手作りフリップ(2020年12月13日放送)
「J難度?…体操の超人技とは」

体操競技の技は、どんどん難度が上がっていますが、今の最高難度は男子鉄棒で「I難度」、女子ゆかで「J難度」の技が1つずつ認められています。

この「I難度」の技の名前は「ミヤチ」といって、今大会にも出場している宮地秀享選手が2017年の世界選手権で成功して、国際体操連盟から認められました。
その技がこちらです。
勢いをつけて…、棒から手を放し…、身体を伸ばした状態で2回宙返りしながら、ひねりを2回加えて、再び棒をつかむ超大技です。
また女子ゆかの「J難度」の技は「バイルズ2」といって、アメリカのシモーネ・バイルズ選手が去年の世界選手権で成功させました。 後ろへ跳んで、膝を抱えながら、2回宙返りする間に3回ひねる技で、男子ではG難度に相当します。

そもそも、採点に難度が組み込まれたのは1964年の東京オリンピックからです。 当初はAからCの3種類しかありませんでした。 ところが、鉄棒の「月面宙返り」や、平行棒の「モリスエ」などC難度を超える技が次々と登場。
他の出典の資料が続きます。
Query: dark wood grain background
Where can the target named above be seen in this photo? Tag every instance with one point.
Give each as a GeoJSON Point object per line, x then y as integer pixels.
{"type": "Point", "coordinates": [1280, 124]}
D、E、Fと難度の種類が増えていきます。
しかし、当時の採点方式は10点満点制で、技の進化と共に得点差をつけることが難しくなり、2006年、「技の難しさ」と「演技の完成度」の2つで評価する方式に変更。 得点に上限がなくなり、さらに難度が高い技が増えていきました。

一方、技が複雑になればなるほど、難しくなるのが審判の判断です。 こちらは白井健三選手のH難度、シライ3の連続写真ですが、この複雑な動きを、わずか一瞬の間に、何回宙返りして、何回ひねって、正しい姿勢かどうかを、審判は目で判断しなければなりません。

こうした中、開発されたのがAIによる採点システムで、先月、跳馬だけですが、日本で行われた国際大会の公式戦で初めて使われました。
採点方法が変わる背景には技の進化があったんですね。
今後、体操の技はどこまで進化するのでしょうか。